Echolocating Bats Navigate Using Acoustic Cognitive Maps

A recent study published in *Science* reveals that echolocating bats have developed an acoustic cognitive map of their home range, allowing them to navigate over kilometer-scale distances using echolocation alone. Researchers from the Max Planck Institute of Animal Behavior, the University of Konstanz, Tel Aviv University, and the Hebrew University of Jerusalem conducted this groundbreaking study.

Imagine trying to recognize your location and find your way home from any random point within a three-kilometer radius in complete darkness, relying only on a flashlight. Echolocating bats face a similar challenge, using sound waves instead of light. While bats have long been recognized for their echolocation abilities to avoid obstacles, this research led by Aya Goldshtein demonstrates that they can also identify their location after being displaced and navigate using an internal map.
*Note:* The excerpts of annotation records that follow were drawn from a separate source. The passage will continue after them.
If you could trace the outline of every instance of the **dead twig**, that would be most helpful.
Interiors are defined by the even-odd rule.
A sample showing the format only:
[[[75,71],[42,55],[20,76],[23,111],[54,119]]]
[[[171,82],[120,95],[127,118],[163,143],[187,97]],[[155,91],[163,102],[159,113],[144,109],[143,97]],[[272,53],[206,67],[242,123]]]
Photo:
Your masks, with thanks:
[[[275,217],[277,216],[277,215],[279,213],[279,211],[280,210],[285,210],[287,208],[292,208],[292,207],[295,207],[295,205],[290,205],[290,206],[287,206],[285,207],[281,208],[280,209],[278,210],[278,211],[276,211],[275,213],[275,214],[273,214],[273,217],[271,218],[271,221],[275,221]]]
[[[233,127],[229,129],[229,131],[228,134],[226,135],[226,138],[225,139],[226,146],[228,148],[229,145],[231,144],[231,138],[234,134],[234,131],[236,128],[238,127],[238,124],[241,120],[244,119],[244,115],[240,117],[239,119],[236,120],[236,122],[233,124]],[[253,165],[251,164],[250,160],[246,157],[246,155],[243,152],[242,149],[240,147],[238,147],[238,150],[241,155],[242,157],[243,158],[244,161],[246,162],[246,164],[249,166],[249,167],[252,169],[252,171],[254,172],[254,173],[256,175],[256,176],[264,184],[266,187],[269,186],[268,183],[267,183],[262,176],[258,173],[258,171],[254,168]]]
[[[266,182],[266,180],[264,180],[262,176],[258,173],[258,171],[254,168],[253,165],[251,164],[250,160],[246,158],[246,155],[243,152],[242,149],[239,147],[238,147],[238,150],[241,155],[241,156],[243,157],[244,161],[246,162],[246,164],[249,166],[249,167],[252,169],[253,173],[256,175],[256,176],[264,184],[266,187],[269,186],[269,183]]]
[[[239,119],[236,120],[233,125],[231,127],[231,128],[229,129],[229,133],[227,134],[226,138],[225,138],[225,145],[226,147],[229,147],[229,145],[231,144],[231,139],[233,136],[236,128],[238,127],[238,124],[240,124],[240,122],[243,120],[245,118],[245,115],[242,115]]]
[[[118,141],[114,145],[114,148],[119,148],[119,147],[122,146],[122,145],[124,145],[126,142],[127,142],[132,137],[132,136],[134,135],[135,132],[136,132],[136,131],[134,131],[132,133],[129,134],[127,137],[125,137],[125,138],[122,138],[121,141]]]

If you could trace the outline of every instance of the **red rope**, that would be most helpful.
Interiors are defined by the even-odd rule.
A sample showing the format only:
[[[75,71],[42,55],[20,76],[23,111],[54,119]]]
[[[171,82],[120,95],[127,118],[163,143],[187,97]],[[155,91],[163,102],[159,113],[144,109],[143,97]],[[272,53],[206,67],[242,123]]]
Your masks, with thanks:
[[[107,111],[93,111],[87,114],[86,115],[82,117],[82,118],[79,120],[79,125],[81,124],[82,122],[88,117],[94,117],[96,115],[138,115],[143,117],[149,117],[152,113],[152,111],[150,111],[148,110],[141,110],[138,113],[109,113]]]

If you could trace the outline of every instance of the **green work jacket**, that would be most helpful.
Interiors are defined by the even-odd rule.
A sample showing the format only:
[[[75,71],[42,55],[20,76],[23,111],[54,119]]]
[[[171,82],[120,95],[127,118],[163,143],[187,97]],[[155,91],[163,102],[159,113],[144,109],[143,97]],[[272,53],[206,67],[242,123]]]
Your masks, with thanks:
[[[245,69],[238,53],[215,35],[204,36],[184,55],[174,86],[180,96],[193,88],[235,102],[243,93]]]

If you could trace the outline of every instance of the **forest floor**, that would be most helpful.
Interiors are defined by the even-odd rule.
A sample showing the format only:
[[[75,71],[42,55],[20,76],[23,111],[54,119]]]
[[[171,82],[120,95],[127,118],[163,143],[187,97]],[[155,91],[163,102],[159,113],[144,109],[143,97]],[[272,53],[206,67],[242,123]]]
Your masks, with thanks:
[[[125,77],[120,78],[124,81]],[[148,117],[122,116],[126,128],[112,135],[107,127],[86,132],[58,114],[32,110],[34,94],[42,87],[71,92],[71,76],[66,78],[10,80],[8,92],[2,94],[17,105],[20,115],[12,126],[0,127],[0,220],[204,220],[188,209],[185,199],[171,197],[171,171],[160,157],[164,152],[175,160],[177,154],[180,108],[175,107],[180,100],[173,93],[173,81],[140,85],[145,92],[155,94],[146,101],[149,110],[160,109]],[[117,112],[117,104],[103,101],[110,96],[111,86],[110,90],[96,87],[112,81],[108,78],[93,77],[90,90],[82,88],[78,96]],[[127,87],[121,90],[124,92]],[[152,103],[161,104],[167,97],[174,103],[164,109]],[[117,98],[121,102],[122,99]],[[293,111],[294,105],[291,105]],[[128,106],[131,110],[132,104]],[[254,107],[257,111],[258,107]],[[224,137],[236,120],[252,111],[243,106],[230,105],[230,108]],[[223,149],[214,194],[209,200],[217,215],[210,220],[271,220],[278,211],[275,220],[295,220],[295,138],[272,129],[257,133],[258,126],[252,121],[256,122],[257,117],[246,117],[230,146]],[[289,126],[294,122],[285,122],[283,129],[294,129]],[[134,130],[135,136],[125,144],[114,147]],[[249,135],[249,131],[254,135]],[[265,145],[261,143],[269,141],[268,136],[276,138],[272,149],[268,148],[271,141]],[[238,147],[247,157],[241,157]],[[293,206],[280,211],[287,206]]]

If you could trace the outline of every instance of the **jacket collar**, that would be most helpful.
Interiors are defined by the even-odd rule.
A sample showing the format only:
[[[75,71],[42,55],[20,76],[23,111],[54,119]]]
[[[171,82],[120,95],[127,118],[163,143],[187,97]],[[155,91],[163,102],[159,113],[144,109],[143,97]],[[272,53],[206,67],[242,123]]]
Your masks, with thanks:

The study focused on Kuhl's pipistrelle (Pipistrellus kuhlii), a bat species weighing just 6 grams, in Israel's Hula Valley. Over several nights, the researchers tracked 76 bats near their roosts and relocated them within a three-kilometer radius. The bats were equipped with an innovative lightweight reverse GPS tracking system called ATLAS, which allowed for high-resolution tracking. While some bats were solely fitted with the ATLAS system, others underwent additional manipulations to assess how various senses influenced their navigation.

Remarkably, 95 percent of the bats were able to return to their roosts within minutes, relying solely on echolocation. This finding underscores the efficiency of their navigation abilities, even with a highly directional sensory system. Notably, when vision was available, bats demonstrated improved navigation. Goldshtein remarked, "We were surprised to discover that these bats also use vision... even with such small eyes, they can rely on vision under these conditions."

In addition to field experiments, the research team created a detailed map of the Hula Valley to visualize the bats' experiences during flight. The model revealed that bats prefer flying near environmental features that provide richer acoustic information, termed 'echoic entropy.' During the initial localization phase, bats exhibited a meandering flight pattern before shifting to a more directed flight toward their destination, indicating they were already aware of their location.

This study concludes that Kuhl's pipistrelles can navigate across several kilometers using echolocation alone, but they enhance their navigation performance by combining both echolocation and vision when available. After being displaced, these bats first assess their new location and then use environmental features with distinct acoustic cues as landmarks, suggesting the presence of an acoustic mental map of their home range.